MKR is a non-mineable ERC-20 token on the Ethereum blockchain issued by MakerDAO that confers governance rights to its holders.[8] At the start of 2019 MKR had the 19th largest capitalization among cryptocurrencies with a value of about $360 million.[9]

Company History

Two venture capital firms, Dragonfly Capital and Paradigm, invested a combined total of $27.5 million in the MakerDAO platform in December 2019, purchasing about 5.5 percent of the total supply of DAI in circulation worldwide.[10]

Coinbase announces custody service; Maker support planned

In March 2019, Coinbase Custody announced through Coinbase's Medium blog that it would begin offering staking services to clients who are institutional traders. The concept of this service is based on the proof of stake model. The first coin that will be used in this service is Tezos (XTZ). This service involves storing Coinbase's clients' assets in cold storage, substantially mitigating the risk of theft. Because of the way this staking service works, only certain cryptocurrencies will be applicable; bitcoin, which uses a governance model based on proof of work, and Ethereum, which is also currently using this model, will not be supported in the near future.[11][12] According to the blog post, support for Maker tokens is planned for the future.[13]

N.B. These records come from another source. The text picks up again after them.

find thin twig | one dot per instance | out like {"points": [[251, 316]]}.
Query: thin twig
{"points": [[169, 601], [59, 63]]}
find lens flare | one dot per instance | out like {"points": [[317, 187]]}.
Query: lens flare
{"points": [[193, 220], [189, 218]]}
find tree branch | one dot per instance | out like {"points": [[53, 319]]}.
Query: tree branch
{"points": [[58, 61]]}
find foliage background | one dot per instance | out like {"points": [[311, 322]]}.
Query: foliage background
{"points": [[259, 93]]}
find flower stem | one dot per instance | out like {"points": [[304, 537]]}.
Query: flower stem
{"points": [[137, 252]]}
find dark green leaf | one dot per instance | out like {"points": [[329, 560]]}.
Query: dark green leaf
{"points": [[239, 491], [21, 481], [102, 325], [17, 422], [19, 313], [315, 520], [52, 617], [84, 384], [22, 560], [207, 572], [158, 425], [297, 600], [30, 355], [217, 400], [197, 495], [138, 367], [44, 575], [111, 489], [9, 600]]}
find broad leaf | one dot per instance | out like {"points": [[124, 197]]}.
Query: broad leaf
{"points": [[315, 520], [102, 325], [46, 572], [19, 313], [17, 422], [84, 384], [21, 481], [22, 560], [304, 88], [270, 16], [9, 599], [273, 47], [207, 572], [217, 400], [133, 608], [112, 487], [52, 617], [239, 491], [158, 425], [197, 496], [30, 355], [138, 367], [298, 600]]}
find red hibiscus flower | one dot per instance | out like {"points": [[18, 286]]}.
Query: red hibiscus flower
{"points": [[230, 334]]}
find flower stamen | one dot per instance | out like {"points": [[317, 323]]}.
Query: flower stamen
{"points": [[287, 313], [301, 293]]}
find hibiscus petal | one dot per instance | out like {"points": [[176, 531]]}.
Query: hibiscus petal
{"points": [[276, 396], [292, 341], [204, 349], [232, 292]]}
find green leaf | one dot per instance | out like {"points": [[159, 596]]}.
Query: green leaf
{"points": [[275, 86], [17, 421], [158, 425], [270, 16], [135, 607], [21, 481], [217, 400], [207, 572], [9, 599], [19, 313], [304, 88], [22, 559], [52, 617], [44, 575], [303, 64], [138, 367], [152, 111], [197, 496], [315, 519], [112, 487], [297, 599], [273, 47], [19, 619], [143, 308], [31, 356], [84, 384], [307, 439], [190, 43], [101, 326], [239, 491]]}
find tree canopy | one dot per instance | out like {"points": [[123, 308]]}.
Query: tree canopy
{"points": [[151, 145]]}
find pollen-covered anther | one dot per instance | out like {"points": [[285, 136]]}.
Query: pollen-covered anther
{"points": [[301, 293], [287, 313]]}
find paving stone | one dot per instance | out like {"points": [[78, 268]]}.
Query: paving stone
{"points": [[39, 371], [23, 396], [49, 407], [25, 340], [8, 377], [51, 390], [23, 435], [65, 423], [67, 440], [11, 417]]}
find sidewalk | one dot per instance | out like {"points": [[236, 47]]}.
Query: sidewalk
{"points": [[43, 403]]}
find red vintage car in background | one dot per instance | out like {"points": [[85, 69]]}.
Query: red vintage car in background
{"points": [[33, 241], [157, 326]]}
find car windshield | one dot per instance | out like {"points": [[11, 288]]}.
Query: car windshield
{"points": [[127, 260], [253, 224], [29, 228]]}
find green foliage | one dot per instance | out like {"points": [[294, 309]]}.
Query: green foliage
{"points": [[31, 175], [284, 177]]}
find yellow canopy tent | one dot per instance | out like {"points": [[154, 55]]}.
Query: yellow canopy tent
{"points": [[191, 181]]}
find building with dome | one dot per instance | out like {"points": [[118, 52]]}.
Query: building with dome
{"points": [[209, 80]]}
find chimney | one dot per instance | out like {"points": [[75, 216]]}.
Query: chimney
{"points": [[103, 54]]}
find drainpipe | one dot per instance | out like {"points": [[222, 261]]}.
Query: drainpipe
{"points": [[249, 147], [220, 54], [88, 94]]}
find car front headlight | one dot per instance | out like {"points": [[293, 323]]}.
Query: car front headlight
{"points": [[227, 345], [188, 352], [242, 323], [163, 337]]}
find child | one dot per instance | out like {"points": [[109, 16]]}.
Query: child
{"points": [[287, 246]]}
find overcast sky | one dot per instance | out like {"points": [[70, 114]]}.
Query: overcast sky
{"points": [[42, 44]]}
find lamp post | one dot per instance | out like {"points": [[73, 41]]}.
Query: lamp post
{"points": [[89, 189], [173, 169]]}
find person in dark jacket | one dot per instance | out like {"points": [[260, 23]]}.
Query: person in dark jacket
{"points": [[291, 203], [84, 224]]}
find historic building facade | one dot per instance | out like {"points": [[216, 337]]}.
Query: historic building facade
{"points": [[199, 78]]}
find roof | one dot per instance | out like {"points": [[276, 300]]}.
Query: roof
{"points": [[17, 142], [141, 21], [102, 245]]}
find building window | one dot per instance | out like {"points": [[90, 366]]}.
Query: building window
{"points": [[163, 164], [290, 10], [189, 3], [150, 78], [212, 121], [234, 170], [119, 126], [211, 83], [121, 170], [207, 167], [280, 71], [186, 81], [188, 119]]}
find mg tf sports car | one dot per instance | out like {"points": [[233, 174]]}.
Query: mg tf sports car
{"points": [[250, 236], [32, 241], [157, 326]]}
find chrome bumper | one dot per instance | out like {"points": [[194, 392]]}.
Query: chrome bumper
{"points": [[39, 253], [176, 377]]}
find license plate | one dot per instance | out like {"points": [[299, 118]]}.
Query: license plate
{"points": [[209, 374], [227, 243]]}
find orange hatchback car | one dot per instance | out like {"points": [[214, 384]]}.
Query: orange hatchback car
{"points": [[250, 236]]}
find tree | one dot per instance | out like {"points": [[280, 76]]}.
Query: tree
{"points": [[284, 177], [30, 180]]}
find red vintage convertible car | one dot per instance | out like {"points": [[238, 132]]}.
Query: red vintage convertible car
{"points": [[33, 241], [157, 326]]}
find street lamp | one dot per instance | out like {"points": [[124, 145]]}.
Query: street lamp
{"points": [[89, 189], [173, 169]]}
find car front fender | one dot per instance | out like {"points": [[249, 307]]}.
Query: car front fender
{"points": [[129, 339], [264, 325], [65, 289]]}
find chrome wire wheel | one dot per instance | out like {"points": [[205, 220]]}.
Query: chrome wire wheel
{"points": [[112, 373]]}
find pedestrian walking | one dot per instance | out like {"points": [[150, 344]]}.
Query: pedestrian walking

ETH crash causes mass liquidations

On March 12-13, 2020, the price of Ether fell. Although the Maker protocol theoretically adjusts ETH-USD prices based on market prices, the price didn't get updated in time, resulting in many users winning auction with 0 DAI bids. This disrupted the protocol, allowing some to take advantage of the price discrepancies while others found their Vault stakes liquidated.

Between March 19 and March 28, the Maker Foundation held a series of digital token auctions to cover $4.5 million worth of undercapitalized debt created on March 12, when liquidators won collateral liquidation auctions with 0 DAI. The crypto firm Paradigm won 68 percent of the auctions, gaining over 14,000 MKR tokens.

A lawsuit was filed against the Maker Foundation in April, alleging that the Foundation misrepresented the risks of using the protocol to its users.

In September, MKR token holders voted 2 to 1 to not compensate Vault holders who suffered losses due to liquidations caused by the crash. 38 MKR holders participated in the governance vote that led to this decision.[14][15]

Flash crash loan is used to pass a governance vote

In late October, a user on the Maker platform used a flash crash loan - in which - to manipulate a governance vote. A user borrowed synthetic Ether as collateral to buy $7 million worth of MKR tokens; these were used to vote on a minor governance proposal. After the vote, the MKR tokens were returned. This event caused the Maker Foundation to post about the event on Makerdao's forum, highlighting potential flaws in Maker's governance system.[16][17]